The design of multiphase production systems requires an accurate estimation of pressure loss.1,2 Liquid holdup, defined as the in-situ liquid volume fraction, is generally the most important parameter in calculating pressure loss. Liquid holdup is also necessary to predict the occurrence of hydrate formation and wax deposition, and to estimate the liquid volume during pigging operations for sizing slug catchers.
While pressure losses in single-phase flow in pipes have for a long time been accurately modeled with familiar expressions such as the Bernoulli equation and the Navier-Stokes equations, accurate predictions of pressure loss in two-phase flow has remained somewhat elusive because of added complexities. The lower density and viscosity of the gas phase causes it to flow at a higher velocity relative to the liquid phase, a characteristic known as slippage. Consequently, the associated frictional pressure losses result from shear stresses encountered at the gas-liquid interface as well as along the pipe wall. Additionally, the highly compressible gas phase will expand as the pressure changes along the flow path.
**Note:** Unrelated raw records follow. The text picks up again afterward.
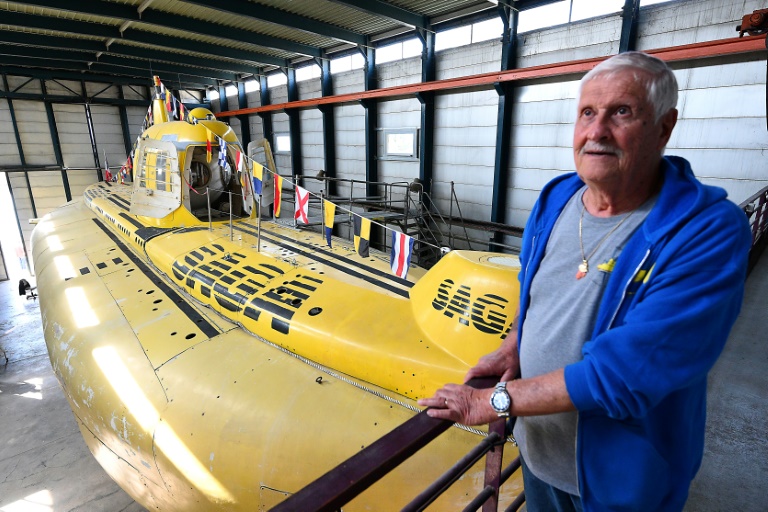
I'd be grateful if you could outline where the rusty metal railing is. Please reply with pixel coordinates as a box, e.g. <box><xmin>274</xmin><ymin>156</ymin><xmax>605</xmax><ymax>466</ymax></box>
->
<box><xmin>271</xmin><ymin>378</ymin><xmax>525</xmax><ymax>512</ymax></box>
<box><xmin>739</xmin><ymin>187</ymin><xmax>768</xmax><ymax>272</ymax></box>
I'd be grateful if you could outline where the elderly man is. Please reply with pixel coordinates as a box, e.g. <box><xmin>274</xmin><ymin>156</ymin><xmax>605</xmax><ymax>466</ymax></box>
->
<box><xmin>420</xmin><ymin>52</ymin><xmax>751</xmax><ymax>512</ymax></box>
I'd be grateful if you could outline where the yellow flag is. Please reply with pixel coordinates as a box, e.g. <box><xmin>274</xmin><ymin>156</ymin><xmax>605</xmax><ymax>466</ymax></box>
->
<box><xmin>323</xmin><ymin>200</ymin><xmax>336</xmax><ymax>247</ymax></box>
<box><xmin>352</xmin><ymin>215</ymin><xmax>371</xmax><ymax>258</ymax></box>
<box><xmin>275</xmin><ymin>173</ymin><xmax>283</xmax><ymax>217</ymax></box>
Further complicating matters is the variety of physical distributions among the phases. This has led to the common practice of characterizing multiphase flow with flow patterns (Fig. 1). The prevailing flow pattern for a specific set of conditions depends on the relative magnitude of the forces acting on the fluids. Buoyancy, turbulence, inertia, and surface tension forces are greatly affected by the relative flow rates, viscosities, and densities of the fluids as well as the pipe diameter and inclination angle. The complex dynamics of the flow pattern govern effects of slippage and therefore variations liquid holdup and pressure gradient.